Data compression and query techniques

SQL Server supports data compression. Data compression reduces the size of the database, which helps improve query performance because queries on compressed data read fewer pages from the disk and thus use less IO. However, data compression requires extra CPU resources for updates, because data must be decompressed before and compressed after the update. Data compression is therefore suitable for data warehousing scenarios in which data is mostly read and only occasionally updated.

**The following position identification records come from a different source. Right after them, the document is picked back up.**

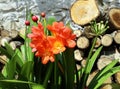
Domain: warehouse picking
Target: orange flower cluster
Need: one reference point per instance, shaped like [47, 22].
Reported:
[47, 46]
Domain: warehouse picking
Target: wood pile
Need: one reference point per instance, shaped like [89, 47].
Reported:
[82, 13]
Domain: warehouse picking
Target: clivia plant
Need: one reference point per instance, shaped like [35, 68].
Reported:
[46, 59]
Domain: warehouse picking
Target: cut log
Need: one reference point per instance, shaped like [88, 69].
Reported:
[78, 55]
[107, 40]
[84, 11]
[117, 77]
[114, 16]
[82, 42]
[117, 38]
[78, 33]
[103, 61]
[107, 86]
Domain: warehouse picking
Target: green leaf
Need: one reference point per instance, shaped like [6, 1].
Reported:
[5, 52]
[69, 66]
[11, 69]
[17, 84]
[115, 86]
[92, 60]
[37, 86]
[50, 20]
[101, 72]
[106, 75]
[27, 71]
[9, 49]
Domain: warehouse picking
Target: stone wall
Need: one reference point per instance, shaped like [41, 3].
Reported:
[13, 12]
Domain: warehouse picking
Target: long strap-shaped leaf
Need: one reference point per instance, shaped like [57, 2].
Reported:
[89, 66]
[100, 74]
[105, 76]
[17, 83]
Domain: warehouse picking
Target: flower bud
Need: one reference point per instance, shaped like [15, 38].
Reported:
[27, 23]
[35, 18]
[43, 14]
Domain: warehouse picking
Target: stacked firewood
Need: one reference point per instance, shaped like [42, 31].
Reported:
[82, 13]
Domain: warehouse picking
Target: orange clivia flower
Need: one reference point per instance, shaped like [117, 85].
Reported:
[47, 46]
[59, 30]
[57, 44]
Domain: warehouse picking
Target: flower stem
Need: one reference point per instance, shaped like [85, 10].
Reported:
[45, 83]
[86, 74]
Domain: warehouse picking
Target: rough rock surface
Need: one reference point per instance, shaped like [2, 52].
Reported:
[13, 14]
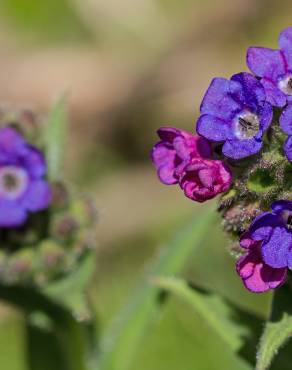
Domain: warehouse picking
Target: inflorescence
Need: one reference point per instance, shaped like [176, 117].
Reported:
[243, 151]
[45, 229]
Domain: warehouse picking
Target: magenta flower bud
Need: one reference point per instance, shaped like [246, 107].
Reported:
[175, 149]
[257, 276]
[203, 179]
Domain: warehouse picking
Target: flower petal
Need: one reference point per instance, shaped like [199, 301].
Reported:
[37, 197]
[256, 275]
[265, 112]
[285, 43]
[218, 101]
[265, 62]
[237, 149]
[35, 163]
[168, 134]
[288, 148]
[274, 95]
[262, 227]
[281, 205]
[286, 120]
[248, 91]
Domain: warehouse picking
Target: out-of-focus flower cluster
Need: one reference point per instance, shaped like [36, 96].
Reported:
[243, 150]
[45, 228]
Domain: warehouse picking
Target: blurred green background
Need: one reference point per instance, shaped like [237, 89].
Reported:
[129, 67]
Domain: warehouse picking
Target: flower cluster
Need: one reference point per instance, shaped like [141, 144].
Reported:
[44, 230]
[243, 148]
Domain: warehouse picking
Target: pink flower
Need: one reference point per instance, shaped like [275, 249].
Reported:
[257, 276]
[203, 179]
[175, 149]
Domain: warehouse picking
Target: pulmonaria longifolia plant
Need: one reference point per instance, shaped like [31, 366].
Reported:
[242, 152]
[45, 229]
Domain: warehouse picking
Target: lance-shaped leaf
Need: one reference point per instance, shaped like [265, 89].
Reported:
[278, 329]
[122, 339]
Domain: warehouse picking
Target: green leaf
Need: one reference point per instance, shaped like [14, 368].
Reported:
[212, 308]
[54, 139]
[122, 339]
[277, 330]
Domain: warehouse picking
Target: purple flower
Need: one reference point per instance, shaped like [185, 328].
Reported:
[235, 112]
[203, 179]
[275, 68]
[286, 125]
[175, 149]
[22, 187]
[256, 275]
[274, 229]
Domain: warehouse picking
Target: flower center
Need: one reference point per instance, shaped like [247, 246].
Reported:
[247, 125]
[285, 85]
[13, 182]
[287, 218]
[289, 222]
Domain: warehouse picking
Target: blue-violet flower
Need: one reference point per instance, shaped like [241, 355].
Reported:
[256, 275]
[235, 112]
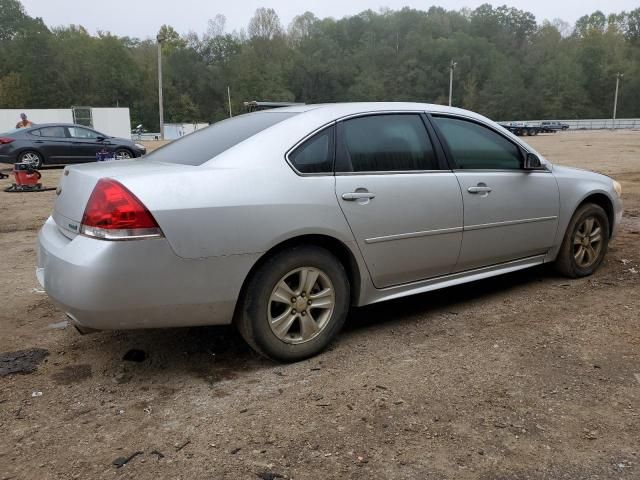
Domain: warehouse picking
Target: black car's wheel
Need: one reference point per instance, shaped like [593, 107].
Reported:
[32, 158]
[585, 242]
[123, 154]
[295, 304]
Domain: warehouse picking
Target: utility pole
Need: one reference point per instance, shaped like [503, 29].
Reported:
[160, 39]
[615, 98]
[452, 67]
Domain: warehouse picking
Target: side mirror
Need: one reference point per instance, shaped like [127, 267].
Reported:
[532, 162]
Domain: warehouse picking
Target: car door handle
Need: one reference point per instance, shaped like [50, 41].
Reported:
[479, 189]
[351, 196]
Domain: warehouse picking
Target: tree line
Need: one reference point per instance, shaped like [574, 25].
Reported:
[507, 65]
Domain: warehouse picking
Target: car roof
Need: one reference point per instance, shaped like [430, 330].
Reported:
[40, 125]
[350, 108]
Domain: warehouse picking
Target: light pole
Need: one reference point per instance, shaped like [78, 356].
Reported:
[160, 39]
[452, 67]
[615, 98]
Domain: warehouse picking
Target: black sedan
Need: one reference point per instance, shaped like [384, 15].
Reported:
[57, 143]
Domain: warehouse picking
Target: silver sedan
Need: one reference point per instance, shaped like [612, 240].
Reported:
[279, 221]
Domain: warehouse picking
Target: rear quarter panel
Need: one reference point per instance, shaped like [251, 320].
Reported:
[247, 200]
[575, 186]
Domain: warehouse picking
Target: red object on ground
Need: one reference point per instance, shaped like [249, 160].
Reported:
[26, 177]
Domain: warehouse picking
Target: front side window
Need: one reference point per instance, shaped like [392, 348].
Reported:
[386, 143]
[56, 132]
[476, 147]
[316, 154]
[77, 132]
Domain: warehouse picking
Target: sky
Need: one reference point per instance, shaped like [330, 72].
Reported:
[143, 18]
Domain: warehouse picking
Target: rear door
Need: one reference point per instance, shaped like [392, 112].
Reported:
[53, 143]
[403, 207]
[509, 213]
[85, 144]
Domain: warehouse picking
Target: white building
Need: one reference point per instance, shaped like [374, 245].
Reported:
[111, 121]
[173, 131]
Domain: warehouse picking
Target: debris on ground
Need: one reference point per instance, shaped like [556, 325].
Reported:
[122, 461]
[157, 453]
[22, 361]
[180, 446]
[59, 326]
[135, 355]
[268, 475]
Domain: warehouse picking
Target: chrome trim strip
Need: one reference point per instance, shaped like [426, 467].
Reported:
[509, 222]
[402, 236]
[422, 286]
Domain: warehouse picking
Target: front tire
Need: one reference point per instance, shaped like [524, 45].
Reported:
[295, 304]
[585, 242]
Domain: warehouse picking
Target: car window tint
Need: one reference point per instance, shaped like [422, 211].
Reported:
[77, 132]
[57, 132]
[316, 154]
[474, 146]
[385, 143]
[202, 145]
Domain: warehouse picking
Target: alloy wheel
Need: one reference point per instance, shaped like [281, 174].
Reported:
[587, 242]
[301, 305]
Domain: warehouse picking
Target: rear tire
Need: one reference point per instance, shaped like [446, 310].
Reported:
[31, 157]
[585, 242]
[294, 304]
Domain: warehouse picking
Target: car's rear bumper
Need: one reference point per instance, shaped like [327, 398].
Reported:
[136, 284]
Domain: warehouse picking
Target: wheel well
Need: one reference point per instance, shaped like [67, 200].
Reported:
[335, 246]
[603, 201]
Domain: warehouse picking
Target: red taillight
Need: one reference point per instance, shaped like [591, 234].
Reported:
[114, 213]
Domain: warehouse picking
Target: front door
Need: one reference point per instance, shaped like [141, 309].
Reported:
[509, 213]
[404, 210]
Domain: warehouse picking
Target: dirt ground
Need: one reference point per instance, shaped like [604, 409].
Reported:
[526, 376]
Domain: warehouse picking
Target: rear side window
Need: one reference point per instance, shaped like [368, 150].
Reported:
[316, 154]
[56, 132]
[385, 143]
[474, 146]
[202, 145]
[77, 132]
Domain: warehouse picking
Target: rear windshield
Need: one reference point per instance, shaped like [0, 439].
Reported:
[202, 145]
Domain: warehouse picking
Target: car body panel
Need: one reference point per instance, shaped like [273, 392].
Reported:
[61, 150]
[517, 219]
[221, 218]
[411, 230]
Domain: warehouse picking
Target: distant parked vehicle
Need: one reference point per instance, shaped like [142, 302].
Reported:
[60, 143]
[522, 129]
[553, 126]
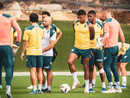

SQL Server supports three compression implementations:

Row compression: Row compression reduces metadata overhead by storing fixed data type columns in a variable-length format. This includes strings and numeric data. Row compression has only a small impact on CPU resources and is often appropriate for OLTP applications as well.
Page compression: Page compression includes row compression, but also adds prefix and dictionary compressions. Prefix compression stores repeated prefixes of values from a single column in a special compression information structure that immediately follows the page header, replacing the repeated prefix values with a reference to the corresponding prefix. Dictionary compression stores repeated values anywhere in a page in the compression information area. Dictionary compression is not restricted to a single column.
Unicode compression: In SQL Server, Unicode characters occupy an average of two bytes. Unicode compression substitutes single-byte storage for Unicode characters that don't truly require two bytes. Depending on collation, Unicode compression can save up to 50 % of the space otherwise required for Unicode strings. Unicode compression is very cheap and is applied automatically when you apply either row or page compression.

You can gain quite a lot from data compression in a data warehouse. Foreign keys are often repeated many times in a fact table. Large dimensions that have Unicode strings in name columns, member properties, and attributes can benefit from Unicode compression.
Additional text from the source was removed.